そうだ。風呂上がりだからだろう。赤くなっているのなんて、それ以外、考えられないんだからな。
「も、もう分かってるんでしょ?」
「な、何が──」
俺が何かを言い切る前に、俺はヘレナにキスをされた。
ヘレナは涙が出るほど、羞恥心が凄いのか、耳の先まで顔を真っ赤にしているのが下からでも分かる。

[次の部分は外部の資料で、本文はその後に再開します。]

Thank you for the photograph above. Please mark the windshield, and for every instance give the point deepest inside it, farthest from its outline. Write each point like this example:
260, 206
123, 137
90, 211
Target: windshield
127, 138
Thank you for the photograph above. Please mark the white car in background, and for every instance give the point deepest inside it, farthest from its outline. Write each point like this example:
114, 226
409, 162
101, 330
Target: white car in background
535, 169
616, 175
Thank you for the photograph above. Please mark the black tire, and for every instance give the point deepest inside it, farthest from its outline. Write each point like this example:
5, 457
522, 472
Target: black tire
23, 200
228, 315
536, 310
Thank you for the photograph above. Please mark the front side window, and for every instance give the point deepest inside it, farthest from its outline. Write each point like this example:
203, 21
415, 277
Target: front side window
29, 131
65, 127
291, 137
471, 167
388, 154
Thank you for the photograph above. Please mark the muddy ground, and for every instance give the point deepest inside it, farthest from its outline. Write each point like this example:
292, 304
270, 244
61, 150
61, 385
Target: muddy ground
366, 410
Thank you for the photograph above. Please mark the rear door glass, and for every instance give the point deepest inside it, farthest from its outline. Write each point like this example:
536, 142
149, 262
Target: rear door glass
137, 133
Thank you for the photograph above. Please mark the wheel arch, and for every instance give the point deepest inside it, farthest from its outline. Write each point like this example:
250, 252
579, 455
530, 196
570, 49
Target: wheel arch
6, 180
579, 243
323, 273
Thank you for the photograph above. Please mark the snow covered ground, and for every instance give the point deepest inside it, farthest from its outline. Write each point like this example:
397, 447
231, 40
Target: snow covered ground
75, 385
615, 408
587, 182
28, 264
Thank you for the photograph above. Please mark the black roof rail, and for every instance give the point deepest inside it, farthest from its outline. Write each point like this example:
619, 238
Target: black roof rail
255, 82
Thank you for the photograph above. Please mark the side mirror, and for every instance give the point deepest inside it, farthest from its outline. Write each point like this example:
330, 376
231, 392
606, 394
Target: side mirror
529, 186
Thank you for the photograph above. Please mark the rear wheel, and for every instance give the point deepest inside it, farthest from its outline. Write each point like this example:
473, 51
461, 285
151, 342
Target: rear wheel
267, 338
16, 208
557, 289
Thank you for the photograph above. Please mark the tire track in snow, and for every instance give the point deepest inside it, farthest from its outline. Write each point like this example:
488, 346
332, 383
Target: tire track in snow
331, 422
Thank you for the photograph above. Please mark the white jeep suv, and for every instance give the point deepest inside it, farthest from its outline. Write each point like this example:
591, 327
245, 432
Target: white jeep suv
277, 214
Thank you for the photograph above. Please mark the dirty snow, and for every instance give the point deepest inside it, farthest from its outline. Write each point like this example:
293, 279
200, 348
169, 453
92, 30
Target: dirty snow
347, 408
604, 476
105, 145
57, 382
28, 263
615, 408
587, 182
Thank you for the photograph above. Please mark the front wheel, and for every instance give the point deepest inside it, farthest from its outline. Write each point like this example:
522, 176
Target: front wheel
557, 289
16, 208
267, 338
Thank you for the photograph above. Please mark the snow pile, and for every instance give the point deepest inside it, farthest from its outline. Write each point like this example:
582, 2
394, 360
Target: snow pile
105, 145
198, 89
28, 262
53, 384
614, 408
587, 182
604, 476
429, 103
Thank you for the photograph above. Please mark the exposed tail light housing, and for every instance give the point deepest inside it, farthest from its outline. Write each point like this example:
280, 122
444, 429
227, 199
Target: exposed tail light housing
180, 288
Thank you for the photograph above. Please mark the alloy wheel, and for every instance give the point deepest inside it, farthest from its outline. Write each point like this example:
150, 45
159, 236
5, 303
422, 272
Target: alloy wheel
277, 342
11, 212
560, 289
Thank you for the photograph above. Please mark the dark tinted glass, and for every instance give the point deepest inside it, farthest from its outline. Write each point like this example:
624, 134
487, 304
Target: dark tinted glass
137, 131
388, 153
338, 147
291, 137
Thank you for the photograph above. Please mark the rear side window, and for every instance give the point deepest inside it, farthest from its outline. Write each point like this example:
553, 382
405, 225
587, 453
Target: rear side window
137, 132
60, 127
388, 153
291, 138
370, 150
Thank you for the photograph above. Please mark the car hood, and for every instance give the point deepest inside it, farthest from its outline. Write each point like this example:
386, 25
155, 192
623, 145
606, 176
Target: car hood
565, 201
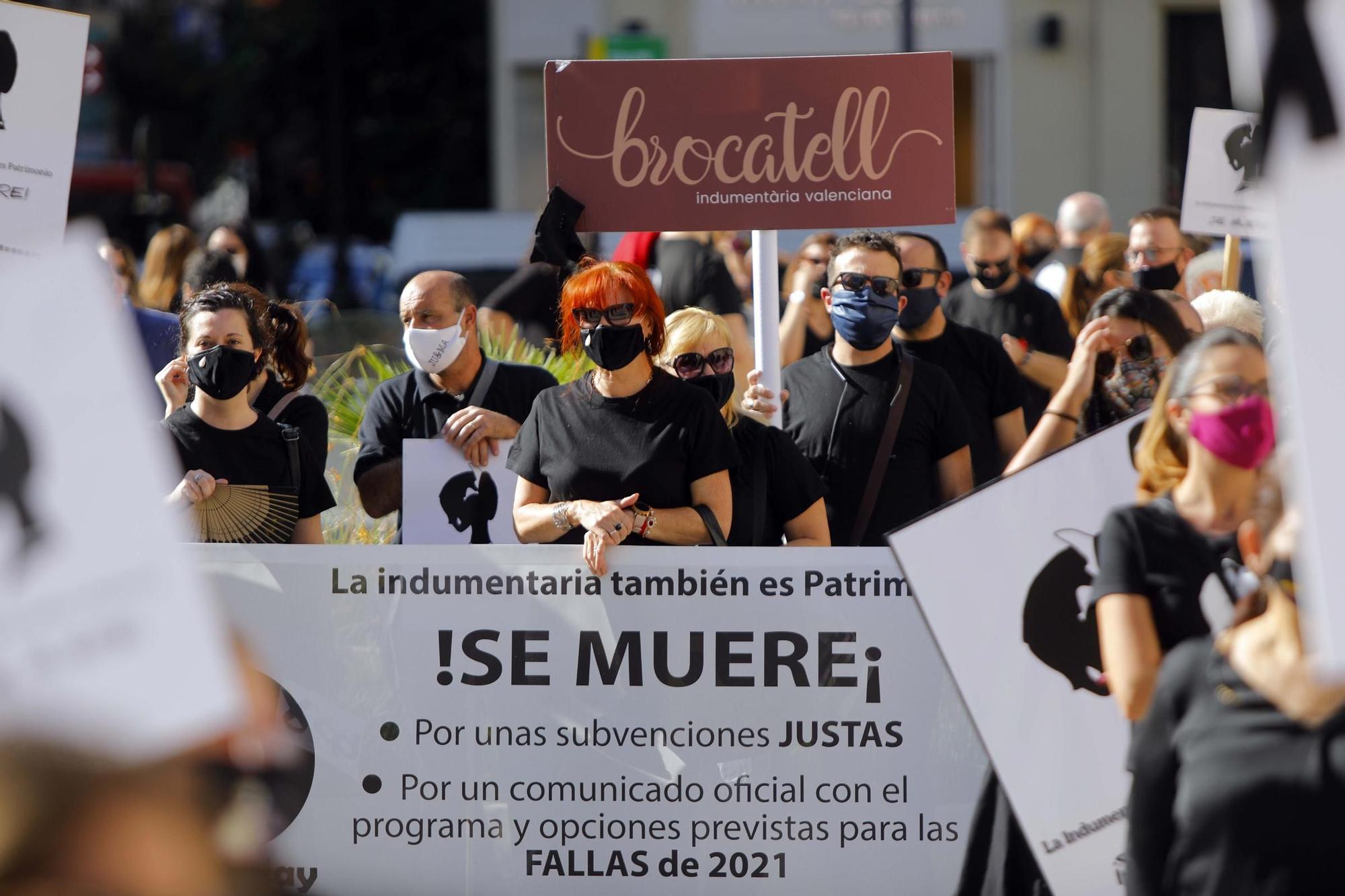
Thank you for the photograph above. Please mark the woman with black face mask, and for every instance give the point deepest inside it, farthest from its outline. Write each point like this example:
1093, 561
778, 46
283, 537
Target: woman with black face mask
777, 493
627, 454
223, 440
1120, 360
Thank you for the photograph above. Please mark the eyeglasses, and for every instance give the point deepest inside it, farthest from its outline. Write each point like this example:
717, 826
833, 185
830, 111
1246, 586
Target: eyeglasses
883, 287
615, 315
911, 278
1230, 389
692, 365
1148, 255
1139, 348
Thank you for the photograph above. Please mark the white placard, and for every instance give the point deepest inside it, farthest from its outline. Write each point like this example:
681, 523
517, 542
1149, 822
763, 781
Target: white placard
1223, 193
108, 641
41, 116
1009, 628
357, 662
1307, 179
446, 501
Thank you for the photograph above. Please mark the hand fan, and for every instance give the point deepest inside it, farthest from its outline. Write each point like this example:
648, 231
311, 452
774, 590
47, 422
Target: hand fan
248, 514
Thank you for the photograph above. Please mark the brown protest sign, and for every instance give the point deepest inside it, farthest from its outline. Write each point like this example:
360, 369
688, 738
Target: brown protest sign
740, 145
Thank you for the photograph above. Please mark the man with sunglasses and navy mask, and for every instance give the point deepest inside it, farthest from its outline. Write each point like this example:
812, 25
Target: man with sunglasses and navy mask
1023, 317
453, 392
983, 373
848, 396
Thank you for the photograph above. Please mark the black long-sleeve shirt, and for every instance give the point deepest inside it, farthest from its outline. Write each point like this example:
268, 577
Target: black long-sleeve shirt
1230, 795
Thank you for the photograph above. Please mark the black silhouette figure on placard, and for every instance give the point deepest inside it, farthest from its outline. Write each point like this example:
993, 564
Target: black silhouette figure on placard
290, 784
1055, 623
9, 67
1243, 147
15, 470
470, 503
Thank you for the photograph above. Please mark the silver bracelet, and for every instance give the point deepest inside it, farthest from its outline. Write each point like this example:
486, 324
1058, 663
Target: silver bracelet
560, 517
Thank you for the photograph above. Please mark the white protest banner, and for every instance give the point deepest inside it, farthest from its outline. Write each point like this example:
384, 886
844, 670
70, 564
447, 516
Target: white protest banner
446, 501
1009, 624
1223, 192
42, 63
107, 638
498, 721
1307, 179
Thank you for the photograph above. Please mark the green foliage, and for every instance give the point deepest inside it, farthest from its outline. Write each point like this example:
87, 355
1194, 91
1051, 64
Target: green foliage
346, 386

「へ、ヘレナ、自分が何をしてんのか分かってんのか!?」
「わ、かってるわよ」
いや、分かってるはずがない。
絶対、何かがヘレナの中で爆発して、おかしくなってるんだ。
早く正気に戻さないと、本当に取り返しのつかないことになるぞ。
「分かってない。ヘレナ、お前は何も分かってない。よく考えるんだ。お前は俺のことが好きなのか?」
「は、はぁ? 私は、別にあんたのことなんか──」
俺の言葉を聞いたヘレナは、顔を真っ赤にしたまま、反論をしてきた。
「そうだろ? 好きなんかじゃないんだろ?」
「……す、好き、よ。……わ、私は、あんたのことが大好きなの! わ、悪いの!?」
ヘレナはヤケになったようにそう言ってきた。
は? いや、は? ヘレナが、俺の事を大好き? い、いやいや、本当になんの冗談だよ。
「……あんたの答え、聞かせなさいよ」
「……え?」
「ど、どっちなのよ。私のことが、す、好き、なのか、嫌い……なのか」
俺は、本当にヘレナに迫られてるのか?
もしも、そう、もしもではあるんだけど、ヘレナが言っている俺を好きだって言葉が本当なんだとしたら、嫌い、だなんて言えば、確実に悲しむ。
今俺の言うべきことくらい分かってる。
それでも、ヘレナは前世の俺の推しなんだよ。
「…………好き、だよ」
俺は犯罪者だ。
俺の本当の気持ちを伝える方が後々ヘレナを傷つけることになる。
そう、分かってるはずなのに、俺の口からはそんな言葉が出ていた。
「……ほ、本当?」
「…………あぁ、本当だ」
そんな確認の後に、ヘレナはもう一度、俺にキスをしてきた。
そしてそのまま、ベッドに移動させられて、隣にヘレナも寝転んできたかと思ったら、抱きしめられた。